SOMMAIRE: Dans les pays de droit, de liberté et de civilisation juridique, le divorce semble s'aggraver irrémédiablement entre la science et le pouvoir, la culture et les gouvernements, les classes dominantes et un nouveau "tiers état" constitué d'hommes et de femmes portant leurs espoirs et leurs sentiments. Aujourd'hui, la politique s'avère de moins en moins adaptée pour concevoir l'avenir de la vie et d'une qualité de la vie en tant que possible et nécessaire, pour conserver l'environnement et les traditions civiles et démocratiques, et pour réaliser les réformes opportunes au seuil de l'an 2000. De nouveaux horizons existent, qu'il faut tenter de rejoindre. Peut-être y a-t-il aussi une aventure nouvelle à vivre, et un parti pour la réaliser.

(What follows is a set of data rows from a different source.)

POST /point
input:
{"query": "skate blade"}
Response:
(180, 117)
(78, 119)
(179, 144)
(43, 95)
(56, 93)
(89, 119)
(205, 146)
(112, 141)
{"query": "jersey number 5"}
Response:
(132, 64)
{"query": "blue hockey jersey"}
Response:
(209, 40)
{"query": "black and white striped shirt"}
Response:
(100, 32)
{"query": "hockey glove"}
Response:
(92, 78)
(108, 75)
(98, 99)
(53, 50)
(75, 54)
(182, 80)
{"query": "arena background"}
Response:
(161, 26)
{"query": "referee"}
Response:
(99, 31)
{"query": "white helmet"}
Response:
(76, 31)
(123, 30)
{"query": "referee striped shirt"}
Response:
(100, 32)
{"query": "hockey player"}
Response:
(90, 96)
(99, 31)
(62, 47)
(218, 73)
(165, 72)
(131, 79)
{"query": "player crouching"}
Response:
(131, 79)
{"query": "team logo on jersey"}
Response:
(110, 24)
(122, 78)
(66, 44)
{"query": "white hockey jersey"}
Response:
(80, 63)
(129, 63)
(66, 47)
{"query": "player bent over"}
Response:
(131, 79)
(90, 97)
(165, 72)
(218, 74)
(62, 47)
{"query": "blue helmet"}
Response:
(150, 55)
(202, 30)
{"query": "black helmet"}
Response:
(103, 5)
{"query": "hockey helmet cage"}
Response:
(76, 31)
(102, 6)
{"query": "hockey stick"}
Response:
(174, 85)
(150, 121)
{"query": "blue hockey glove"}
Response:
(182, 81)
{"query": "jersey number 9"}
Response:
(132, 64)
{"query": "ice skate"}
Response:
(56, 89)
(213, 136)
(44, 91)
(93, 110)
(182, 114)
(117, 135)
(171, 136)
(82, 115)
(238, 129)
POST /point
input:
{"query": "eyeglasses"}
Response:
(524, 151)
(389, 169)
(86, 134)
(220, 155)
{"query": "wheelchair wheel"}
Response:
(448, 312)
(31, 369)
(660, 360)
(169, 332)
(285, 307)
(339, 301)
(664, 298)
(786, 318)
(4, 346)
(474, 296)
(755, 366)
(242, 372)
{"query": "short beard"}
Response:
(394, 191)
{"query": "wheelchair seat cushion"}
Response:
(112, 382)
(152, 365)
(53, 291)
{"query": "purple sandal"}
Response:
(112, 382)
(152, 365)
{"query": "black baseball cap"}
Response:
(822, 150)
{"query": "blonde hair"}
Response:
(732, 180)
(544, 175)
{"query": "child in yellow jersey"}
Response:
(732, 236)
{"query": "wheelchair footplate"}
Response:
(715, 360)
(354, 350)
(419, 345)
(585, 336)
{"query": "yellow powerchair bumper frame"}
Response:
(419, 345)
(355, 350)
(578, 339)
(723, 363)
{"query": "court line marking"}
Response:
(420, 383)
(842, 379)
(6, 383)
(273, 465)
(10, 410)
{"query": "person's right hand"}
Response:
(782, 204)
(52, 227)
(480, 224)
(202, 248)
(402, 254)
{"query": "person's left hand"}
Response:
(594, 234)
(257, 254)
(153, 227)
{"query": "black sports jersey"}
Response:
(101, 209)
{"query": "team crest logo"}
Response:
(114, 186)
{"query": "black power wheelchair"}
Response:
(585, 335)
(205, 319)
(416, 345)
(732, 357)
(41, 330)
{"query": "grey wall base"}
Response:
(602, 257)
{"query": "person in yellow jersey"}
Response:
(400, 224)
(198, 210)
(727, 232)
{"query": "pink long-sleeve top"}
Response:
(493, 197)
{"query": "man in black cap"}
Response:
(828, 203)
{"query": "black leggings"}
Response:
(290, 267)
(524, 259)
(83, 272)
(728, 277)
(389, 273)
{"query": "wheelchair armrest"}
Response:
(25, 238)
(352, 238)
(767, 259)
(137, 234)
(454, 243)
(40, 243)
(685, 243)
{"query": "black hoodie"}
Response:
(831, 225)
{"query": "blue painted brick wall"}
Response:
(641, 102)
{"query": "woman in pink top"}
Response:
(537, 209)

(Le Parti Nouveau, n.1, Juin 1991)
Comme l'avaient prévu il y a vingt ans le Club de Rome et son président Aurelio Peccei, l'"effet de serre" est devenu une réalité. Il s'agit d'un "trou" dans la couche d'ozone au-dessus de l'Antarctique, susceptible de mener à la désertification d'une grande partie de l'Europe. Les journaux télévisés en parlent mais la production se poursuit des causes de ce qui semble être une catastrophe planétaire. Avant la fin du siècle, des milliards d'hommes sont promis à une mort certaine à cause de la famine, de la misère et des guerres qui en sont la conséquence. Déjà, des dizaines de millions de personnes meurent actuellement tout comme la nature et les éléments qui les entourent. Dans moins de cinquante ans, il y aura dans le Tiers Monde au moins cinquante mégalopoles dont il est difficile d'imaginer aujourd'hui comment elles seront faites: un mélange explosif de violence, de mort, de désespoir et de barbarie. Aujourd'hui déjà, des millions d'enfants âgés de moins de quinze ans, de dix ans même, sans maison, sans
famille, sans hygiène, sans travail ni instruction, peuplent les rues et les bidonvilles des grandes cités d'Amérique Latine, d'Afrique et d'Asie.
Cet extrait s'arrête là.